Keeping with my current theme of all things Test of Honour I’m back with another amazing build, paint and review of Sarrisa Precisions Pagoda. Must like the Temple Bell I did recently a lot of the techniques used will be the same. So I won’t bore people with all the how too’s and simply refer people back.
I have to say when I started taking all the pieces out of the Package I did think where do I start with this. It has a lot of bits to it and it really needs it. To make the Pagoda look traditional you need the complex structure to hold the sections and roof in place. As with the Temple Bell its a mix of MDF and Greyboard. the greyboard being used for the roofing tiles, its a must as trying to make it from MDF and being able to bend it into shape is just asking for screaming and a rage quit moment.
From the off like many people, I just wanted to glue it all together and be like I can use it now, but as I have done this sort of thing before I know in Madness that way lies. You have to take a bit of time and a lot of pieces are better to paint beforehand, that way it makes it a lot easier and keeps you sane. Starting with the main base plate I used the same method I did with the stone work on the Bell Tower, mixing various colours and just sponging them on. It gives a nice mottled stone effect that doesn’t look too uniform. The Railing I painted a gloss black to make it look really nice, I wasn’t convinced at first and it really wasn’t till I hit the end that I thought okay that does work.
With the base built I decided to pop all the bits out of the sheets and then dry fit it to see how it looked. In all honesty, I could have left it all in the sheets and undercoated it all and done the detailing that way. If I did another one that’s exactly what I would do. Having the items flat would make it a lot easier. The kit is so well done that you have more than enough tolerance to get it to all fit together. Glue wise I use a product called Super ‘phatic that’s designed for MDF. Once it dries it goes very solid and I managed to drop the roof section once it was dry and winced even as it bounced.
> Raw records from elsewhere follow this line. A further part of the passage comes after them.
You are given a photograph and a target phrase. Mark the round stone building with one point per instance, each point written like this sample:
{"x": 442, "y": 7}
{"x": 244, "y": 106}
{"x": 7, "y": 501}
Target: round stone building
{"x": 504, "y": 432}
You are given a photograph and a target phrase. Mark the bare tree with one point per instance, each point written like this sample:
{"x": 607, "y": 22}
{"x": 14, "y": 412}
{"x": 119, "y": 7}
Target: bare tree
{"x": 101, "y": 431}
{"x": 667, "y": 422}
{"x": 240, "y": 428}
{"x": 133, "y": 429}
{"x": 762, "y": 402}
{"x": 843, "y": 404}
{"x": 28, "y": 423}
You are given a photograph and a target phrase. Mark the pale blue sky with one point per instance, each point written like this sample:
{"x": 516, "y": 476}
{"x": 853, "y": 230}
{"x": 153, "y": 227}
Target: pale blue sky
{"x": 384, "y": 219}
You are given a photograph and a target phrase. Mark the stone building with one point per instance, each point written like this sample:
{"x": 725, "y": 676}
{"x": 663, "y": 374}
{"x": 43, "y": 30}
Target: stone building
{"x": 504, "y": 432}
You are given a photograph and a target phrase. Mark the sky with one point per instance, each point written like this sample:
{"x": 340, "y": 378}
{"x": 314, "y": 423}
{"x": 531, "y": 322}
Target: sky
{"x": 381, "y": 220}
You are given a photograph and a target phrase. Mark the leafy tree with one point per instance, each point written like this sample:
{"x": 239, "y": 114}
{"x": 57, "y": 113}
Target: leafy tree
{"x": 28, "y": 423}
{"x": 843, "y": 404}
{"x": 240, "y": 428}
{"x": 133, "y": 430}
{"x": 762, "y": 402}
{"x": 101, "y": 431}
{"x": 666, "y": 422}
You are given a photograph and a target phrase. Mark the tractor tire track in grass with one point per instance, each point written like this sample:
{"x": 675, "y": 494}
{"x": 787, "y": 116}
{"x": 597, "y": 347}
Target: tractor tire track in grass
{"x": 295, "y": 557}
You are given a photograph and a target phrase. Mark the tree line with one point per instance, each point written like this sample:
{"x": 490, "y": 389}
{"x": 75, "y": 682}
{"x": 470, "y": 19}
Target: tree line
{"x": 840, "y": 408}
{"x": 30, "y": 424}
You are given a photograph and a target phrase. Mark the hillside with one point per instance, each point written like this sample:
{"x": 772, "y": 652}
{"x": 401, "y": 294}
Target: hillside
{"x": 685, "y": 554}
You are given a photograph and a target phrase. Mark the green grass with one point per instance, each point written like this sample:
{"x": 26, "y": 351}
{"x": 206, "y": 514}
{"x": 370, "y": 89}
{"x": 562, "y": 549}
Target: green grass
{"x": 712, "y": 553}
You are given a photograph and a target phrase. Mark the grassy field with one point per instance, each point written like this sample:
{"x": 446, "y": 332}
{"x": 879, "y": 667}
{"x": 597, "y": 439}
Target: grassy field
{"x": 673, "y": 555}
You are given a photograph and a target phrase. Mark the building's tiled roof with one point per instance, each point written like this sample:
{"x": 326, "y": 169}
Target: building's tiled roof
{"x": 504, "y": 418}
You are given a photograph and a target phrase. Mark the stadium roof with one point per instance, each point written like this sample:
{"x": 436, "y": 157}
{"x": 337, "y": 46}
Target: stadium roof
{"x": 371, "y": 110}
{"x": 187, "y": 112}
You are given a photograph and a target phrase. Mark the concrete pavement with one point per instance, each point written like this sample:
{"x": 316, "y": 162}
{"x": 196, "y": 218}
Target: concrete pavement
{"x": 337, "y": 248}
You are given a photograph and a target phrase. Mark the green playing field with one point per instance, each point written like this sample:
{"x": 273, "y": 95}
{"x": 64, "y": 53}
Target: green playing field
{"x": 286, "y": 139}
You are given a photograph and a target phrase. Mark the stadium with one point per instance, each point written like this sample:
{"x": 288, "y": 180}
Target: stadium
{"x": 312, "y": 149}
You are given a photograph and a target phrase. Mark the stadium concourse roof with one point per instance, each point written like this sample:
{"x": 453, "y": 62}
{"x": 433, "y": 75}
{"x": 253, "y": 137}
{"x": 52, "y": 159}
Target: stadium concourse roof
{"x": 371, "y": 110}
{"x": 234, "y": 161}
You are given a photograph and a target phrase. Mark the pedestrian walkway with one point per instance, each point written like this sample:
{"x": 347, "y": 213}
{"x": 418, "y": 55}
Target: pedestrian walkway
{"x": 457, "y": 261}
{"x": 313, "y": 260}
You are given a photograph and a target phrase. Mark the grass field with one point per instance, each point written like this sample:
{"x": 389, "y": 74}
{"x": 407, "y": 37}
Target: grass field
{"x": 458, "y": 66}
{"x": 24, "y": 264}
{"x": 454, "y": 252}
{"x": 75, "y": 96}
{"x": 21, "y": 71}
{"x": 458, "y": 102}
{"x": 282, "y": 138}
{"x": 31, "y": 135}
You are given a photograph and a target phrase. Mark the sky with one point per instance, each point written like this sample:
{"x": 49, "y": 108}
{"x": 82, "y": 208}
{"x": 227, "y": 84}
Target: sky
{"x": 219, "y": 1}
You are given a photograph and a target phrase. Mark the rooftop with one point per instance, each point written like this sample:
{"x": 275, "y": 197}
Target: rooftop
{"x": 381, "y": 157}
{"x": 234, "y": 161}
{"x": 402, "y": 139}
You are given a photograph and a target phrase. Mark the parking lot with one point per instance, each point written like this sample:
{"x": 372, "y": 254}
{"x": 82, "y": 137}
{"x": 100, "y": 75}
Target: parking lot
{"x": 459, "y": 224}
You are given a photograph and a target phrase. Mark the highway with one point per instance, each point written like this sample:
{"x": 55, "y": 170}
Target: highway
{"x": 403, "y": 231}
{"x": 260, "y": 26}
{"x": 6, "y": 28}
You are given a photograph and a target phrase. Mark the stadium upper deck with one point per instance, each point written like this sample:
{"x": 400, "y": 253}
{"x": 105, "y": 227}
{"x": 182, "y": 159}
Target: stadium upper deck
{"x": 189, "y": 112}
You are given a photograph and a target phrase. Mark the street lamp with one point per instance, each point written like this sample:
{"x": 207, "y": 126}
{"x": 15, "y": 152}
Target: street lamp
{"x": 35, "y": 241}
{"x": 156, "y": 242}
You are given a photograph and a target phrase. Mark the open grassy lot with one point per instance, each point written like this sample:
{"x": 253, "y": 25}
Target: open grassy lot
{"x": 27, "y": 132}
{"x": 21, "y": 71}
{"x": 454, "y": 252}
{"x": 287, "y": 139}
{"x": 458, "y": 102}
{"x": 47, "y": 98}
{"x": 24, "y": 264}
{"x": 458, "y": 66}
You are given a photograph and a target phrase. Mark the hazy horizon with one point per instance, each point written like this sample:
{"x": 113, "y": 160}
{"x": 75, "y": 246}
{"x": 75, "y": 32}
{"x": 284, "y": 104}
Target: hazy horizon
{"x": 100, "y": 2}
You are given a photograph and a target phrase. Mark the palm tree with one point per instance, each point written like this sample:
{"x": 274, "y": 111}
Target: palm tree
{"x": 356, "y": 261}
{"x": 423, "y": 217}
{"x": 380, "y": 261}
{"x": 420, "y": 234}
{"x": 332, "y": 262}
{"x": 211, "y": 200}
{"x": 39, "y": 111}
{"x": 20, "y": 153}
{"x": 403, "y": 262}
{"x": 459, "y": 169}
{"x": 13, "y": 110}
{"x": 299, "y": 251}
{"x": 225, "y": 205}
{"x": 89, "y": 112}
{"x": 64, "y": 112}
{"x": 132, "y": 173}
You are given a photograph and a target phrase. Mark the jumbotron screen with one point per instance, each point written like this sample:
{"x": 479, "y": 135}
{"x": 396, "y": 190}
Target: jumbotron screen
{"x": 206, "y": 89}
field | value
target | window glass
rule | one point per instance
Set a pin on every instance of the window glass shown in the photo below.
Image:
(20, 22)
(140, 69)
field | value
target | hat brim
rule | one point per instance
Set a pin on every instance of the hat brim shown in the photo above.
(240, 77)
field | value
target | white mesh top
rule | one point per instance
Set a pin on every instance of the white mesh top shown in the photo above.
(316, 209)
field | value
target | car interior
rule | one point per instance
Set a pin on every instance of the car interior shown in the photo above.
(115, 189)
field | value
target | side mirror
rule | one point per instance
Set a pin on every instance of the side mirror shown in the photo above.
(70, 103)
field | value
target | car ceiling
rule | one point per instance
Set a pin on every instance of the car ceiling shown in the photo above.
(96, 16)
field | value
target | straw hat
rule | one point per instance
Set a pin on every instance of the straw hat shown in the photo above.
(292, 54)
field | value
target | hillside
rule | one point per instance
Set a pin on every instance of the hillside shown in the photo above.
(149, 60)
The first section after the base I painted was the Top roof, I really was acting like a giddy kid and wanted to see how it looked. Second mistake and something I didn’t repeat with the other roof sections was glueing it before painting. It was a total paint because of the size of the piece and on future floors, I painted them flat, dry brushed and then assembled. But we do live and learn.
The roof sections are done just right if you gently curve the greyboard before assembly it glues nicely with a few clips to hold in place and you’re done.
The main colour for the wall sections after a light undercoat is Khaki Grey (Vallejo 70880), I then added Yellow Ochre (Vallejo 913) and worked down 3-4 more layers to make areas look a bit weathered. My theme is places that have fallen out of favour and repair. Once I was happy I used a Vallejo Gloss black for the woodwork (70.861). It gave a better effect than I was expecting as well. The wood sections were painted in Dark Umber from Wilconsons and then dry brushed with light coats of the Khaki Grey along the edges and planks to give some definition.
The tile sections are painted in a watered down Vallejo Dark Grey (70994), I then sponged on lighter colours and dragged them with the sponge towards the bottom of the tiles. It took a bit of time to get the effect to look right but I’m really pleased with the overall result.
So over part of a weekend and a couple of evenings, I worked my way through the sections painting and assembling as I went. By the time it was all done and put together I have to say I surprised myself with how much I had enjoyed it. Which is funny as at one point I had remarked to Mark that once was enough.
So if you are looking for a centrepiece then you really can’t go wrong with this kit. It’s well designed, the instructions are spot on and at no point was I left thinking where does this go in any way. Beyond test of Honour, it works for anything of this style be that Bushido, Daisho, Nemesis and Torii.
Finally my thanks go out to Steve at Sarissa for giving me the chance to assemble, paint and review what for me is a great piece of terrain.